Still, cases must be solved, and we have a doozy.  A priest known for helping criminals has been murdered, and as far as Detective Arroyo (Kevin Alejandro) is concerned, good riddance to bad rubbish.  Even the remarkably pleasant Detective Diaco (Holt McCallany) is not broken up about the good father's end.  However, Clark and Detective Owen (Chi McBride) know personal feelings are irrelevant and the crime must be solved.

In the middle of this case is Natasha (Stephanie Brait), the reluctant informant last seen in The Price of Revenge and whom we know is doomed to die before Clark becomes Commissioner.  She was found with literal blood on her hands as well as stolen watches in her possession.  Has she been stealing and rubbed the padre out to protect herself?  No, she insists.  She was turning her life around and he was helping her.  She was attempting to save his life for she found him, but couldn't.
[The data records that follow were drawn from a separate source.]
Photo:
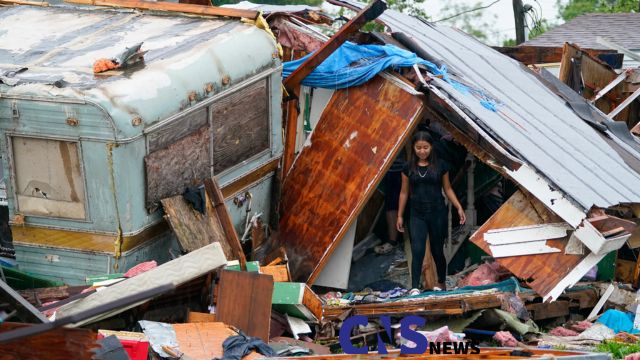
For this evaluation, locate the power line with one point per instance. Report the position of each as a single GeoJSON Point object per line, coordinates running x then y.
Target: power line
{"type": "Point", "coordinates": [468, 11]}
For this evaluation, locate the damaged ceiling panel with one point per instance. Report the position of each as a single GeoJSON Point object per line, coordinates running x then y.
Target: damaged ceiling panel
{"type": "Point", "coordinates": [568, 166]}
{"type": "Point", "coordinates": [363, 127]}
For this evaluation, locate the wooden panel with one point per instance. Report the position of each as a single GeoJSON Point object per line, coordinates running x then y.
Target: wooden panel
{"type": "Point", "coordinates": [214, 195]}
{"type": "Point", "coordinates": [625, 270]}
{"type": "Point", "coordinates": [354, 143]}
{"type": "Point", "coordinates": [57, 344]}
{"type": "Point", "coordinates": [540, 54]}
{"type": "Point", "coordinates": [240, 126]}
{"type": "Point", "coordinates": [203, 341]}
{"type": "Point", "coordinates": [543, 271]}
{"type": "Point", "coordinates": [177, 129]}
{"type": "Point", "coordinates": [369, 215]}
{"type": "Point", "coordinates": [244, 301]}
{"type": "Point", "coordinates": [193, 229]}
{"type": "Point", "coordinates": [184, 163]}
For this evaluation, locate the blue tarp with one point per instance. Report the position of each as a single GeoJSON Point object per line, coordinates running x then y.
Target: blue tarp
{"type": "Point", "coordinates": [618, 321]}
{"type": "Point", "coordinates": [353, 65]}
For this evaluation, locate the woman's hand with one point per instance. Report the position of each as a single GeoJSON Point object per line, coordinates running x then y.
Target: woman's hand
{"type": "Point", "coordinates": [462, 215]}
{"type": "Point", "coordinates": [400, 224]}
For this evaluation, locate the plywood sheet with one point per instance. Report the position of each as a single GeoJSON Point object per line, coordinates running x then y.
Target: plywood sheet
{"type": "Point", "coordinates": [354, 143]}
{"type": "Point", "coordinates": [244, 301]}
{"type": "Point", "coordinates": [542, 271]}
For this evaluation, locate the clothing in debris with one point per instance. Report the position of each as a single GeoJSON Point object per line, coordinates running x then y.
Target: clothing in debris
{"type": "Point", "coordinates": [236, 347]}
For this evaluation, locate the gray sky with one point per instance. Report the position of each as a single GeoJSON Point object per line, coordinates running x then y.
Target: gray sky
{"type": "Point", "coordinates": [500, 14]}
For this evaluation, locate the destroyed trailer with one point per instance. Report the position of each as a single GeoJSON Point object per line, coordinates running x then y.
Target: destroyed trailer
{"type": "Point", "coordinates": [89, 156]}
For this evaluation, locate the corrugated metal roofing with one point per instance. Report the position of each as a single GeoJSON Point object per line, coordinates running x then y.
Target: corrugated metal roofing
{"type": "Point", "coordinates": [621, 28]}
{"type": "Point", "coordinates": [535, 123]}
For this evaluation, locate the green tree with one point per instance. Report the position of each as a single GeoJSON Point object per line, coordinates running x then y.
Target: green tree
{"type": "Point", "coordinates": [470, 19]}
{"type": "Point", "coordinates": [575, 8]}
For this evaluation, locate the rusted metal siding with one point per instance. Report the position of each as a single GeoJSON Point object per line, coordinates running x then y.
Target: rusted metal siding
{"type": "Point", "coordinates": [347, 154]}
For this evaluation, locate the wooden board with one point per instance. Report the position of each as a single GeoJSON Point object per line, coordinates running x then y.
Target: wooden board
{"type": "Point", "coordinates": [57, 344]}
{"type": "Point", "coordinates": [543, 270]}
{"type": "Point", "coordinates": [354, 143]}
{"type": "Point", "coordinates": [240, 123]}
{"type": "Point", "coordinates": [183, 163]}
{"type": "Point", "coordinates": [541, 54]}
{"type": "Point", "coordinates": [244, 301]}
{"type": "Point", "coordinates": [193, 229]}
{"type": "Point", "coordinates": [203, 341]}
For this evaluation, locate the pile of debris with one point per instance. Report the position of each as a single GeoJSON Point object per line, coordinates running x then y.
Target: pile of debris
{"type": "Point", "coordinates": [549, 184]}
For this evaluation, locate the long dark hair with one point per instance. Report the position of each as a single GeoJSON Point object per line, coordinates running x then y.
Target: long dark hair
{"type": "Point", "coordinates": [413, 160]}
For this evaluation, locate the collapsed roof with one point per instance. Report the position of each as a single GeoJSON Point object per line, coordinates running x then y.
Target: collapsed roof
{"type": "Point", "coordinates": [556, 155]}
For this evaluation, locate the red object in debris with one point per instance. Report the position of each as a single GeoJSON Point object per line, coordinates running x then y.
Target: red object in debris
{"type": "Point", "coordinates": [135, 344]}
{"type": "Point", "coordinates": [140, 268]}
{"type": "Point", "coordinates": [505, 339]}
{"type": "Point", "coordinates": [485, 274]}
{"type": "Point", "coordinates": [102, 65]}
{"type": "Point", "coordinates": [581, 326]}
{"type": "Point", "coordinates": [560, 331]}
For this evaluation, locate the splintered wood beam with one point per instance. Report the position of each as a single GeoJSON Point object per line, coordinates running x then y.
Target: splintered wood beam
{"type": "Point", "coordinates": [371, 12]}
{"type": "Point", "coordinates": [213, 192]}
{"type": "Point", "coordinates": [530, 55]}
{"type": "Point", "coordinates": [171, 7]}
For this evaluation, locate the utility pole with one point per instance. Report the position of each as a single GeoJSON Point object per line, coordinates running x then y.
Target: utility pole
{"type": "Point", "coordinates": [518, 14]}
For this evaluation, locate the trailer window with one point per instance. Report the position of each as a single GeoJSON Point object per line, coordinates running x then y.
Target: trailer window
{"type": "Point", "coordinates": [240, 123]}
{"type": "Point", "coordinates": [48, 178]}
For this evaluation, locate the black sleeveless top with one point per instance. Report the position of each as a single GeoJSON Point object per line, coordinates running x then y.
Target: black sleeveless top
{"type": "Point", "coordinates": [425, 188]}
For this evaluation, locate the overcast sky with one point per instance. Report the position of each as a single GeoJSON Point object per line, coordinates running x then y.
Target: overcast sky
{"type": "Point", "coordinates": [500, 14]}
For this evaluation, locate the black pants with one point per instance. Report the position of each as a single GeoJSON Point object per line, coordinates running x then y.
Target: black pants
{"type": "Point", "coordinates": [434, 224]}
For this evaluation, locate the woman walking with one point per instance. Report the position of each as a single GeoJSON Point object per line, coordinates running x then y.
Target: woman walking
{"type": "Point", "coordinates": [423, 180]}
We do have a suspect: Miguel Montez (Andhy Mendez) whose daughter was killed and whose killer the Catholic priest would not reveal.  Sadly, he has an alibi and things are looking pretty bad for Natasha.  Arroyo is convinced she is up to no good, but given their past she won't talk to him or Clark, so we turn to the woman, Detective McKenzie (Bonnie Somerville). 

Arroyo has a habit of having conclusions and using them as a starting point, a bit of working his way backwards.  Despite his good track record obviously Clark is not going to try that approach.  Instead, he does what any sensible person would do: allow a suspect in a murder case one hour of unsupervised freedom to allow her to find the fence she thinks killed the priest.

Poor decision-making skills on the part of Clark give Arroyo a perfect weapon and at long last Owen let's Clark know what's what.  Part of that involves NOT letting suspects wander off without having any idea where they are going.  Eventually, the entire precinct is dragged into Clark's incompetence, leading to a wild chase where Natasha is being held hostage.  Atonement ends with Natasha getting shot (though whether she actually dies is left unanswered), Agnes discovering Nora's secret (she has found a job as a cleaning lady and does not want her daughter to know) and Holbrook needing forgiveness seven years from now.

Much of my difficulty with Atonement involves the idiotic decisions of the Clark family.  First is that the big secret of Nora's (that she's a cleaning lady) is so laughable, finding no payoff with this revelation.  Given how bad of a mother Nora has been, one would think if she had any common sense she would relish the idea of telling both her children that she has found a job.  We also have Walter's shockingly insensitive reaction to both his mother's disappearance and his sister's concern.  Yes, Nora may have been rather inept as a mother, but to just be so flippant makes our hero rather loathsome. 

Finally, the idea that any sensible person would allow a suspect to wander about without so much as having someone tail her is just dumb.  Andi Bushell and Brett Mahoney's screenplay make it clear that Walter is slowly blending Natasha and Agnes in his mind but somehow this boneheaded decision is simply inexcusable. 

It's clear that the affair entre William et Margot and the triangle with Holbrook is slowly building in Golden Boy, though I wonder whether the payoff will be anywhere as good as the future sequences suggest. this I am cheating a bit since I already know (somewhat) where this subplot is going, and it's nice to see the bits coming together.  It does work, but given what we already know, it does make the ending more vague, not less.

Still, I find Maeve's performance as Agnes the most interesting: at a crossroad between being a naïve, sweet girl and a woman, she is compelling in her story (and more nice than her idiot brother).  Kudos also to Alejandro, who shows that he may not be the best man around, but certainly among the best cops in the 39th Precinct. 

Ultimately, Atonement may not just be hinting that Holbrook will be playing a larger role in Golden Boy in the future, but also that the overall story is now turning to the here and now and less to how Detective Walter Clark in seven years becomes Commissioner Walter Clark.  On its own, I found Atonement starting to show Golden Boy is slowly losing its golden touch.